Design a Crossword Puzzle Solver

System DesignSystem DesignOnsitePhoneSoftware EngineerReported Apr, 2026Medium Frequency

Design a service that solves crossword puzzles. Given a board with word slots (positions, directions, lengths) and a dictionary of ~1 million words, find any valid assignment of words that satisfies all intersection constraints.

The board is medium-sized (~50x50) with ~100 word slots to fill. This is NOT an algorithm optimization problem—the interviewer wants to see you recognize that single-machine brute force is intractable (search space ~10^300) and design a distributed job scheduling system to parallelize the search.

Common mistake: Don't spend too much time optimizing the algorithm itself. The key insight is proving single-machine won't work, then designing how to distribute the search across workers, handle dead ends quickly, and dynamically split/redistribute tasks when some workers finish early or get stuck.

Real Interview Experiences

Experience #1: Stochastic Optimization Approach

Board size not specified initially; interviewer clarified "medium-sized" (~50x50) with ~100 word slots and 1M word dictionary. Only need to find ANY valid solution.

Proved single-machine brute force is intractable, then proposed a stochastic optimization approach (simulated annealing style). Spent the entire interview explaining the E2E flow—no deep dives. Interviewer said: "First time seeing this approach, need to verify it later."

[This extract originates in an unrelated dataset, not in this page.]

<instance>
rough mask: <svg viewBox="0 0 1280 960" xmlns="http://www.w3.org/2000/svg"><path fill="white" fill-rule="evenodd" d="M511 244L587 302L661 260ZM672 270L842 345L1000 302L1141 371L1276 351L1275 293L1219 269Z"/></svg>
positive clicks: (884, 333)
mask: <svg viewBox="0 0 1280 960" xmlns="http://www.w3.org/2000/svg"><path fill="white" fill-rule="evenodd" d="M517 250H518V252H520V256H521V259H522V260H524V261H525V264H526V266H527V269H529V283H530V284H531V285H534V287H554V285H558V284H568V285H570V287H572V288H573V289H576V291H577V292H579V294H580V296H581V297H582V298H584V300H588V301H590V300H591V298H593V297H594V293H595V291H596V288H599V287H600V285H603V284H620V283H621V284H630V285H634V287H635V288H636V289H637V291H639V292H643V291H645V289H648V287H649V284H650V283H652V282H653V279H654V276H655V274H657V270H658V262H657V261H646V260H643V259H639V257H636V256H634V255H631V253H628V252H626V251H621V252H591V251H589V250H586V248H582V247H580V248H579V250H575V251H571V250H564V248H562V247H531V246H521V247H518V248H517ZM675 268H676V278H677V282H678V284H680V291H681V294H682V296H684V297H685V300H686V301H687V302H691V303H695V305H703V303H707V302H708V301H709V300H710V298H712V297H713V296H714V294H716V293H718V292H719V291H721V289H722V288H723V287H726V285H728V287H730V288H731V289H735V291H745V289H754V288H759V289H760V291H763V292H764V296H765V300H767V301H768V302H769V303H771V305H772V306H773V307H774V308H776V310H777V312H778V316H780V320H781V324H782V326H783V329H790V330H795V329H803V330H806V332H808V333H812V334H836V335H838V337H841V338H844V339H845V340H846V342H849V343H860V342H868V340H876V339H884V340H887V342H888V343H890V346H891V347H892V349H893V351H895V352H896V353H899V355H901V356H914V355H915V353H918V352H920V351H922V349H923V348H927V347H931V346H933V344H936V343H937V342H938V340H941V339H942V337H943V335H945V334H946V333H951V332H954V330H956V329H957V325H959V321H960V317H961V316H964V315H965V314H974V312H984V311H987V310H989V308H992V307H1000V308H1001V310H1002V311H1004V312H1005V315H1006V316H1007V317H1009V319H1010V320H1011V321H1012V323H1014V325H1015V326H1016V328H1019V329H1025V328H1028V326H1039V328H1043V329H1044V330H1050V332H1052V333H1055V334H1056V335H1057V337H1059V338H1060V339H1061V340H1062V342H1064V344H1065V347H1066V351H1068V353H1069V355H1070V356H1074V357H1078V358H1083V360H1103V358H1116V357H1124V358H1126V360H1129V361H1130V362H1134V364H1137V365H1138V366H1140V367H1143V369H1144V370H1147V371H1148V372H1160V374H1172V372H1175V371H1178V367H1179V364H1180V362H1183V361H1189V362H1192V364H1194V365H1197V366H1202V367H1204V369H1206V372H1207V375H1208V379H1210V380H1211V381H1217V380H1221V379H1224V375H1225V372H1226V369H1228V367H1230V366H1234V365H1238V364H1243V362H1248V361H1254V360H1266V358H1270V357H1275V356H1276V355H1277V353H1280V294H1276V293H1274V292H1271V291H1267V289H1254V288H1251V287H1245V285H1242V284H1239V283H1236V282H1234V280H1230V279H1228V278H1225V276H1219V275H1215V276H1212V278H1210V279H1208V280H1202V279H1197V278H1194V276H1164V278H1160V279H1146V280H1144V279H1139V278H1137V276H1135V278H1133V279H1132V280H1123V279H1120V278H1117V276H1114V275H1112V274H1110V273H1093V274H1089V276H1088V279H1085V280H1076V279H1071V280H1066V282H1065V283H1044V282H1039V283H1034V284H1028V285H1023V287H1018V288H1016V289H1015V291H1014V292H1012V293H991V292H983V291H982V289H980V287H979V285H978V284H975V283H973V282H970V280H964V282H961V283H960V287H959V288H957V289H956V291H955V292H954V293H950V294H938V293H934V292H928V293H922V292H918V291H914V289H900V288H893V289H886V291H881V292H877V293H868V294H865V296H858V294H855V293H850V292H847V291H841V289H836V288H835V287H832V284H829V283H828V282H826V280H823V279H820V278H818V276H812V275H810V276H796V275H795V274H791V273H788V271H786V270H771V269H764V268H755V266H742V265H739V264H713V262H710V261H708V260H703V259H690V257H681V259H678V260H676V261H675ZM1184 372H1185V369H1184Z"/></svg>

The 'correct' answer is distributed DFS, but I've never seen anyone answer that. Most people use simulation methods—split tasks and handle dead ends by redistributing.

Experience #2: Algorithm Trap

Treated this as a pure algorithm problem and spent too much time trying to find the "optimal" algorithm. Realized mid-interview it's about distributed systems, not algorithm optimization.

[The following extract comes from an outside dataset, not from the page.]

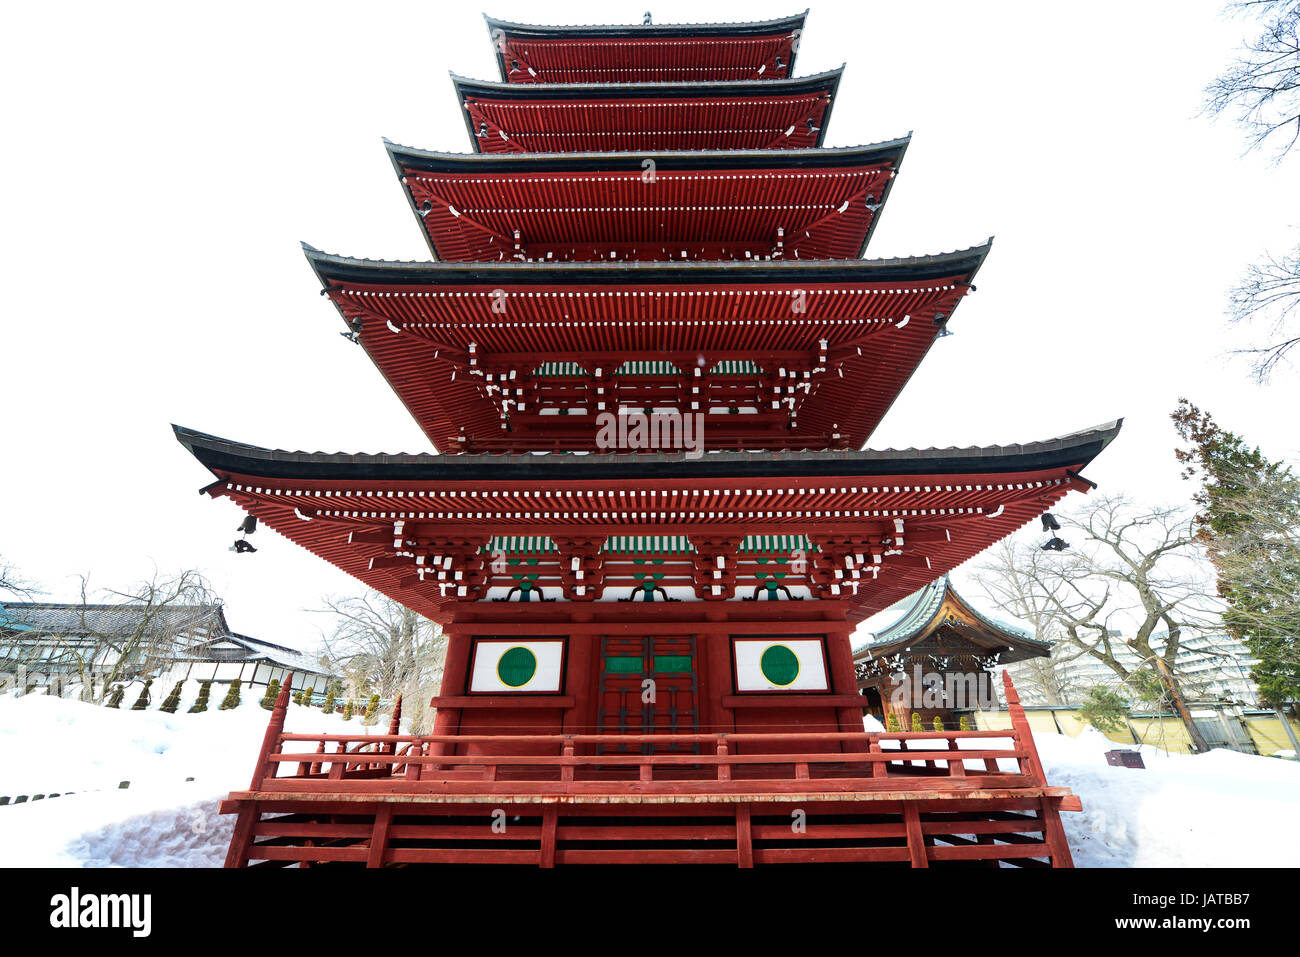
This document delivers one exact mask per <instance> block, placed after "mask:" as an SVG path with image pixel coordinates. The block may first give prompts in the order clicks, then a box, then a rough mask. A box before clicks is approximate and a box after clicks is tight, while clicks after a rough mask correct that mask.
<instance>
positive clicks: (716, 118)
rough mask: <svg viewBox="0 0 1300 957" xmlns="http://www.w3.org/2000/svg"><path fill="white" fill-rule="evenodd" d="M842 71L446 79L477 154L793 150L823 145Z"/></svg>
mask: <svg viewBox="0 0 1300 957" xmlns="http://www.w3.org/2000/svg"><path fill="white" fill-rule="evenodd" d="M842 73H844V68H842V66H841V68H840V69H836V70H829V72H826V73H818V74H814V75H809V77H800V78H797V79H746V81H724V82H690V83H497V82H484V81H476V79H469V78H467V77H460V75H458V74H455V73H454V74H451V81H452V85H454V86H455V90H456V99H458V101H459V103H460V105H461V113H463V116H464V120H465V130H467V131H468V134H469V142H471V143H472V144H473V148H474V151H476V152H610V151H637V150H793V148H807V147H818V146H822V144H823V142H824V139H826V129H827V125H828V124H829V120H831V109H832V107H833V104H835V95H836V92H837V90H839V86H840V77H841V75H842ZM481 125H486V133H485V135H482V137H480V135H477V134H478V130H480V126H481Z"/></svg>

Tried to recover by applying the standard system design template (functional requirements, non-functional requirements, high-level design)—this was also a mistake for this problem type.

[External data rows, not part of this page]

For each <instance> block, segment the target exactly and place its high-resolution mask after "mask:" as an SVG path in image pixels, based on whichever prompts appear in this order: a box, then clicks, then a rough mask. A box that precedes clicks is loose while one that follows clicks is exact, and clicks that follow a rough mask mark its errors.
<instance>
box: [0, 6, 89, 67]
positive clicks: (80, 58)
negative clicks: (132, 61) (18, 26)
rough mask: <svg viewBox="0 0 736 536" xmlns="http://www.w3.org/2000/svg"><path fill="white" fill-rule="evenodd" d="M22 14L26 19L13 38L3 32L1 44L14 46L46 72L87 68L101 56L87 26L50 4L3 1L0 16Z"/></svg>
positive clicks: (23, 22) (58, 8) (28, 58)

This is essentially a job scheduler problem. When the board is large, single-machine brute force won't finish in time. You need to split the problem across workers, handle dead ends quickly, and dynamically redistribute when some tasks are too large or hit dead ends early.

Solution Walkthrough

A crossword puzzle solver is a service that takes a puzzle board with empty word slots and a dictionary, then finds a valid assignment of words that satisfies all constraints. The core challenge is solving a constraint satisfaction problem (CSP) at scale—when brute force on a single machine won't finish in time.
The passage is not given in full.